In the hands of engineers

[Getting back to both posting on a regular schedule and back to the environmental design series, I thought I would talk about something that is right in front of the face of every gamer: artifacts.]

I’ve gunned down every person, animal or otherwise that has come across my path. I am a one-woman army against this twisted, run-down, left-behind, ugly landscape. It is me versus the world — and I always win.

I jump out of my vehicle, after smashing yet another skag, and approach an area I was told to seek out. There are weapon caches here and, for good money, I’m tasked to take them out. As I walk up to a wall, I notice the writing.

“Piss off!”

The game is Borderlands. A game in which I’ve invested dozens of hours across two different platforms.

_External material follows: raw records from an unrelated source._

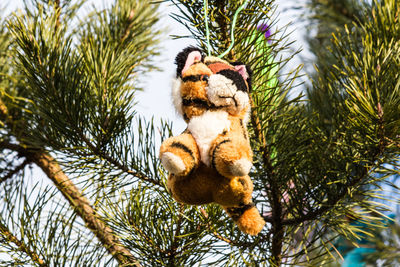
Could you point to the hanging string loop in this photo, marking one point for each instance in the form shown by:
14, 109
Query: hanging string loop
241, 7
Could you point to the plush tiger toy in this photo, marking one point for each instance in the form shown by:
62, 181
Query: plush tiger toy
211, 159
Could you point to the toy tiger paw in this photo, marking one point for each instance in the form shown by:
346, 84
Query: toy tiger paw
211, 159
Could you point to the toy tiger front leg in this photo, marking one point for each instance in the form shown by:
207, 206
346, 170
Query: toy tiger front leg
230, 153
180, 154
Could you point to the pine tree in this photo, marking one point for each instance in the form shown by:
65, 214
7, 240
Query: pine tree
67, 105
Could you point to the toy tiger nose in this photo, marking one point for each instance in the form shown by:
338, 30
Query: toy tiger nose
210, 161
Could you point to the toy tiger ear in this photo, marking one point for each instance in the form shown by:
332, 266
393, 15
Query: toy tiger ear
186, 58
244, 71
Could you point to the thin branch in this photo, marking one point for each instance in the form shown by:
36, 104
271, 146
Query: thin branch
75, 197
21, 245
15, 171
83, 208
275, 196
172, 252
118, 164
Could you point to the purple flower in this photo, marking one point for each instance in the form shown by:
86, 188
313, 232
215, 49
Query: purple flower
267, 31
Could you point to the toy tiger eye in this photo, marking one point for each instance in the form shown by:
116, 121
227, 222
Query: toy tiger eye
210, 161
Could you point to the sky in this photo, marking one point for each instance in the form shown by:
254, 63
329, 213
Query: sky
155, 99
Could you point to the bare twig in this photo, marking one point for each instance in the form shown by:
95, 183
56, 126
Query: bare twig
5, 232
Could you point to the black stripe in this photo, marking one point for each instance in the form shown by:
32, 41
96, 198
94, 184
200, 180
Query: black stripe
215, 149
237, 212
184, 148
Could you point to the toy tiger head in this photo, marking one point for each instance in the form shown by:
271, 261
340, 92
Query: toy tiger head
209, 83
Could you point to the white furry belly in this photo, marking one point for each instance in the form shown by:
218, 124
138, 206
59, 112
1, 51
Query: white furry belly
205, 128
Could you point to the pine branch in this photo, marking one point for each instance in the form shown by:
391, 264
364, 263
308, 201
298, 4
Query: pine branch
15, 171
80, 203
5, 232
118, 164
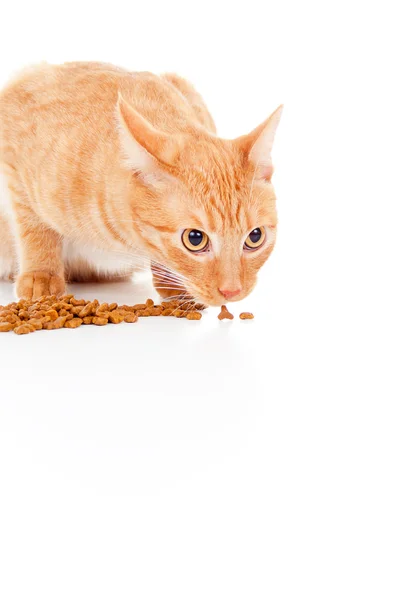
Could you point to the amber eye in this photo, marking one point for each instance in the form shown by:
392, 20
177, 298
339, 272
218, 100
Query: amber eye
255, 239
195, 240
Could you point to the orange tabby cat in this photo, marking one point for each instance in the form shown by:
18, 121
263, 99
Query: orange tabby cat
104, 170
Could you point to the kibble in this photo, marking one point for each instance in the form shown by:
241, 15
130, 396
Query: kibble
245, 316
50, 313
225, 314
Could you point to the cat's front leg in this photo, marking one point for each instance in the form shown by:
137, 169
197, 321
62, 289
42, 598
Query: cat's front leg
41, 269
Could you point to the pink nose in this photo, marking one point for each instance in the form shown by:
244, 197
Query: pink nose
228, 294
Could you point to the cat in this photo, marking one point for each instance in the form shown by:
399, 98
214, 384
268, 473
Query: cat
105, 170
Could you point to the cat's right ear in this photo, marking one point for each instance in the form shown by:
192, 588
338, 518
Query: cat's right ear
147, 151
257, 146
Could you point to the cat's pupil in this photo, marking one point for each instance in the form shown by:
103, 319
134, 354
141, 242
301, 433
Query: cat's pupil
255, 235
195, 237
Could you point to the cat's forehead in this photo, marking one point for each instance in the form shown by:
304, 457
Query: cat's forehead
222, 192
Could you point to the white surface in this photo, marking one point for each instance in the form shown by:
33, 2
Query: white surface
257, 460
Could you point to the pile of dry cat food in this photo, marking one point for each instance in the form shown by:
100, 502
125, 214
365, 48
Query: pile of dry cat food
50, 312
225, 314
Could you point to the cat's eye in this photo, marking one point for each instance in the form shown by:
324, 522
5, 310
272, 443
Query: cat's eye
195, 240
255, 239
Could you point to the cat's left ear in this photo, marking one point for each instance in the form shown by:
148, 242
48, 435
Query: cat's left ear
258, 145
148, 151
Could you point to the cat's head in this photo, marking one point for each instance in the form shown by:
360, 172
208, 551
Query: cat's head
210, 209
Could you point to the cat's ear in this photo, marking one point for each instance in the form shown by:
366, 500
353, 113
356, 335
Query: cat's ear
146, 149
258, 145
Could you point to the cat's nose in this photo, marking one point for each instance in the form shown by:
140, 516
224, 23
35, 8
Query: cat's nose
228, 294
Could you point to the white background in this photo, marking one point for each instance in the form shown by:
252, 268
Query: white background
245, 460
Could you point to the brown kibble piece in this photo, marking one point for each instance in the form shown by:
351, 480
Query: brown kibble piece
23, 329
100, 321
73, 323
103, 308
75, 302
130, 318
4, 327
53, 314
194, 316
36, 323
115, 317
245, 316
225, 314
57, 324
87, 310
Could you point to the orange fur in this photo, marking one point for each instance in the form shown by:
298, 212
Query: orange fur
106, 168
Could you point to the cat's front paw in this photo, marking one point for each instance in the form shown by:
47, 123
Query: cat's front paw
39, 283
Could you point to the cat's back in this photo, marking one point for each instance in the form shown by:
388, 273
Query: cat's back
87, 93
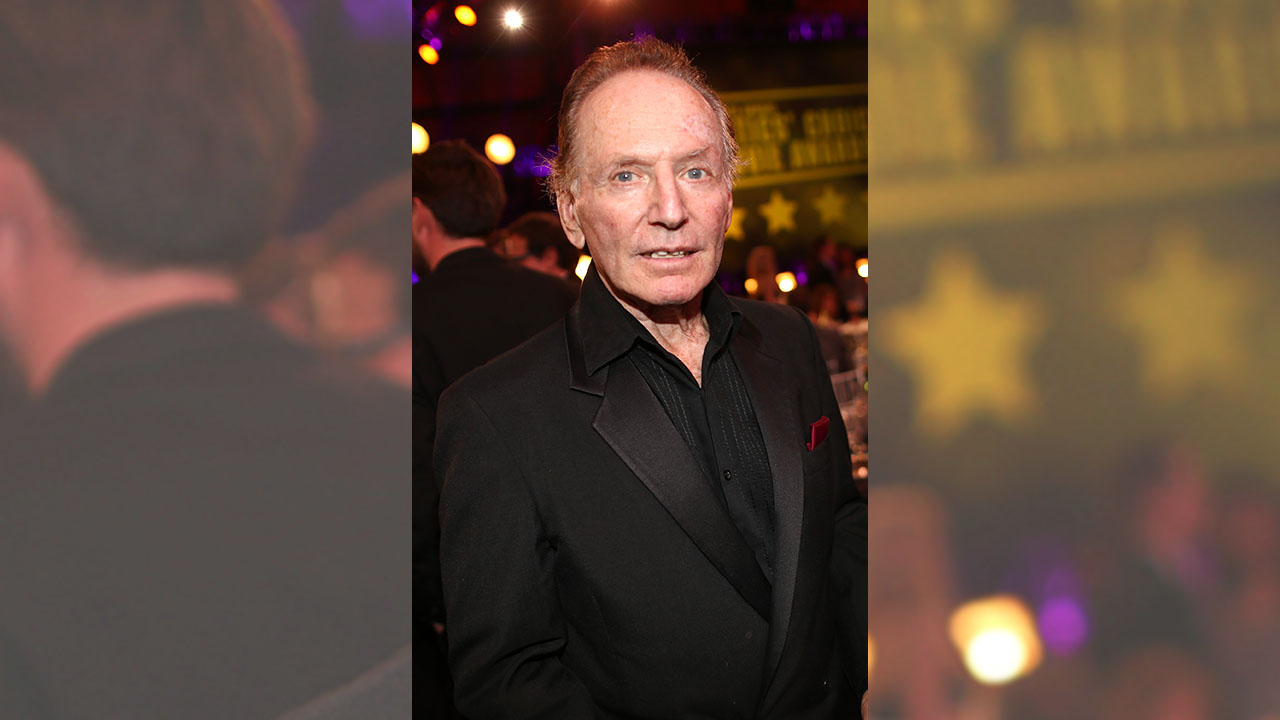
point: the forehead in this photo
(645, 114)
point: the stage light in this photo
(465, 14)
(499, 149)
(786, 282)
(996, 637)
(421, 140)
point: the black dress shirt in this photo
(716, 419)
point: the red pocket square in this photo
(818, 432)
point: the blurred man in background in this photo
(470, 308)
(538, 242)
(200, 518)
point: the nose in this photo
(667, 204)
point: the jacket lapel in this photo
(634, 424)
(773, 396)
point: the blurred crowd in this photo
(1174, 589)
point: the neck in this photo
(437, 251)
(681, 329)
(90, 305)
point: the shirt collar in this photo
(609, 331)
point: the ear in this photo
(728, 214)
(423, 219)
(567, 209)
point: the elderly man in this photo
(647, 510)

But for all enemies gunned down and quests completed, I never really thought about the signs. These warnings, messages and painted indifferences are everywhere though. On frequent walls and around many corners, there are bits of written culture left behind. For the longest time, I thought little of them. They are just flavor texts, some small touches to make me feel part of the world. Only, are they really?

I’m not going to argue they are not as I just called them, flavor texts. They are. But they are more because it shows something about the environments of many virtual worlds that most players never think about but are right there in front of them:

Every artifact is a set of choices.

This may be obvious to anyone who has thought about archeology or anthropology. After all, look at any craved item, any modeled metal. A hand was at work there. That jade statue was designed and made with skill. That wooden clock was crafted by an artisan, each gear craved and placed in a special place and way. Even on a more basic level, the items we eat with are all designed. Forks, spoons and knives are all designed. So, why not games?

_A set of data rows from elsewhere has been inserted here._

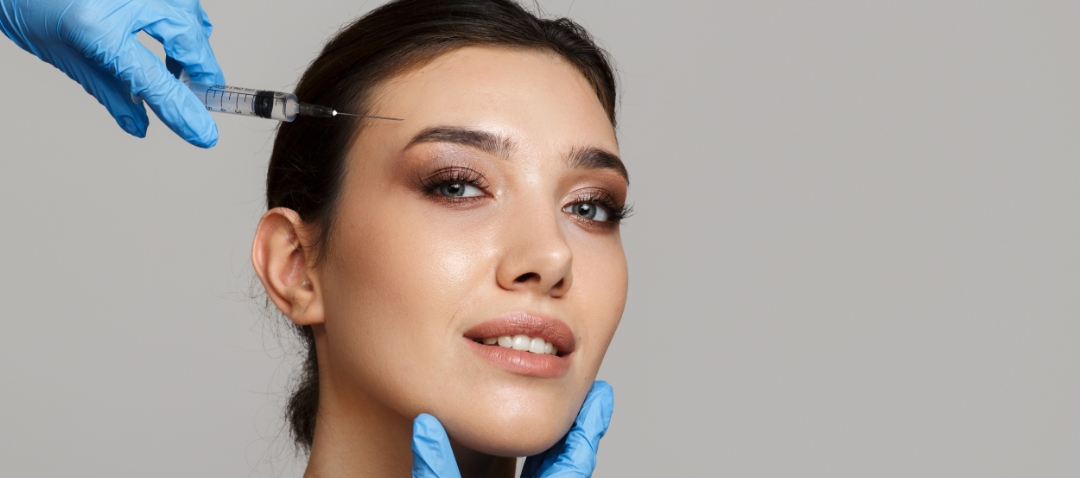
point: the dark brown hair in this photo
(308, 159)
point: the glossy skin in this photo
(418, 256)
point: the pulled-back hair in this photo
(309, 154)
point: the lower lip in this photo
(523, 363)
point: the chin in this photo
(517, 427)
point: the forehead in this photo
(535, 97)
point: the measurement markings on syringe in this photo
(240, 103)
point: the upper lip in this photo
(524, 324)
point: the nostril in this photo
(527, 276)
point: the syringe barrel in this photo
(251, 103)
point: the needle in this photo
(369, 115)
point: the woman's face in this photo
(490, 212)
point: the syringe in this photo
(255, 103)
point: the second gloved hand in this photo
(93, 41)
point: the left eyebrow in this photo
(592, 158)
(581, 158)
(491, 144)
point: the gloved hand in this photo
(574, 456)
(93, 41)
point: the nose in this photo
(537, 258)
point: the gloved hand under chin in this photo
(574, 456)
(93, 41)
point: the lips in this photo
(524, 343)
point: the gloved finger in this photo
(105, 87)
(207, 27)
(170, 99)
(181, 30)
(115, 96)
(576, 454)
(432, 455)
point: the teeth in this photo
(525, 343)
(521, 342)
(536, 345)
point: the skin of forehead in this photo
(484, 72)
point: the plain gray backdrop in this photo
(855, 253)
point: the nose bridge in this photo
(537, 257)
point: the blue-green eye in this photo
(589, 210)
(458, 190)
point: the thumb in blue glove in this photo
(94, 42)
(574, 456)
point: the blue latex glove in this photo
(574, 456)
(93, 41)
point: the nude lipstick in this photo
(524, 343)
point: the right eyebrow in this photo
(489, 142)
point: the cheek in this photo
(395, 281)
(599, 289)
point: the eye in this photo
(458, 190)
(589, 210)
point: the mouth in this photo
(524, 344)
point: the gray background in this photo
(854, 255)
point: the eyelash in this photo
(451, 175)
(434, 181)
(616, 210)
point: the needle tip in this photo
(370, 115)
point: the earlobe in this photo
(281, 259)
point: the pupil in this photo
(586, 210)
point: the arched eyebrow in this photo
(489, 142)
(582, 158)
(593, 158)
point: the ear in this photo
(280, 255)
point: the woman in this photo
(464, 262)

A video game is a designed item. Often times, teams of anywhere from tens to hundreds of people make one. Every written line or graphical model was planned, drawn and executed. All is code. All is made. A virtual environment is entirely made up from the imagination of the creators. Every item then is a distinct choice. Someone, somewhere, made a choice about what I am seeing. A game then, a summation of choices and therefore both an artifact in its own right and a combination of artifacts, is a collection of many, many choices.

Getting back to Borderlands then, I am to assume that when I see a message, it is for me. After all, who else would read it? The enemies in the game? No. The animals? No. The only reason to have a message in the game is for the player(s) to see it. The message then, the “Piss off” is for me. It is for me, as the character. The enemies do not want me there, they do not want me to kill them. And they, through the lens of the developers, have left me these messages. Some developer made a choice to include a written statement for the player-character combination. This message is an artifact, a set of choices, and was left for me.